Professor Li packed up his lecture notes and left the classroom. At this moment, Marilyn felt a tingling sensation on the back of her neck. It was this feeling that drove her to Professor Li's office. The office area of the History Department is as quiet as a library, with a chill in the air and a small amount of fine dust. Professor Li was sitting at his desk, leaning his head against the wall, reading that morning's Harvard newspaper, the Harvard Crimson. His head was no longer so obvious, and the bunch at the back stood up again.

"Professor Li, my name is Marilyn Walker. I was in your class just now...?" Her tone rose involuntarily, and she said the last sentence like a question. She thought, I must sound like a teenage girl, a boring, stupid, superficial little girl.

"Is something wrong?" He didn't look up, and Marilyn fiddled with the top button of her sweater.

"I just wanted to ask," she said, "if you think I can keep up with the class."

He still didn't look up: "Are you a history major?"

"No, I'm a physics major."

"Senior?"

"No, junior year. I'm getting ready to go to medical school. So history—it's not relevant to my major."

"Okay," he said, "Honestly, since you chose this course, there won't be any problem." He half-closed the newspaper, revealing the mug underneath, took a sip of the coffee in the cup, and opened it again newspaper.
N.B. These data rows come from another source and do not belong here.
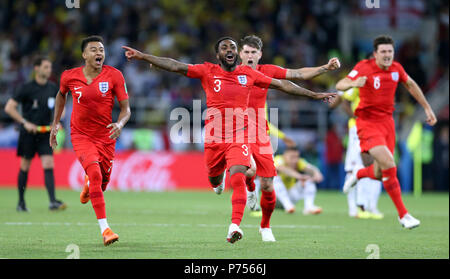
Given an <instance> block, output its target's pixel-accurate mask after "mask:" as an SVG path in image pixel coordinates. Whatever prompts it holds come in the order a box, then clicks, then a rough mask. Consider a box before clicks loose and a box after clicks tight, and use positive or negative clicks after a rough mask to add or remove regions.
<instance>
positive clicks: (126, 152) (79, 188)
mask: <svg viewBox="0 0 450 279" xmlns="http://www.w3.org/2000/svg"><path fill="white" fill-rule="evenodd" d="M54 159H55V169H54V170H55V183H56V187H58V188H72V189H76V190H79V189H81V187H82V185H83V183H84V170H83V169H82V167H81V165H80V163H79V162H78V160H77V158H76V157H75V153H74V152H73V151H71V150H64V151H62V152H60V153H58V154H55V155H54ZM19 166H20V158H19V157H17V156H16V151H15V150H14V149H0V170H1V176H0V187H2V186H14V185H17V176H18V171H19ZM28 185H29V186H30V187H44V186H43V185H44V173H43V170H42V167H41V162H40V160H39V158H38V157H37V156H36V157H35V158H34V159H33V162H32V164H31V169H30V171H29V174H28ZM208 187H209V186H208V180H207V173H206V168H205V163H204V158H203V153H202V152H182V153H175V152H142V151H126V152H116V158H115V159H114V164H113V168H112V173H111V181H110V183H109V184H108V189H109V190H120V191H166V190H177V189H208Z"/></svg>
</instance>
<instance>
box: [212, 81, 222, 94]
mask: <svg viewBox="0 0 450 279" xmlns="http://www.w3.org/2000/svg"><path fill="white" fill-rule="evenodd" d="M221 85H222V82H221V81H220V79H215V80H214V88H213V89H214V91H216V92H219V91H220V89H222V88H221V87H220V86H221Z"/></svg>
Marilyn pouted, knowing that the other man wanted to end the conversation and drive her back into the hallway without disturbing him again. However, she always had a purpose for coming here, even though she was not sure what the purpose was, so she raised her chin, pulled up a chair and sat down in front of his table.

"Was history your favorite subject when you were studying?"

"Miss Walker," he finally raised his eyelids, "why haven't you left yet?" Looking at him only a table away, she once again found that he was so young, maybe not a few years older than her, maybe three years in a row. Not even ten years old, she thought. His palms were broad and his fingers were long and ringless.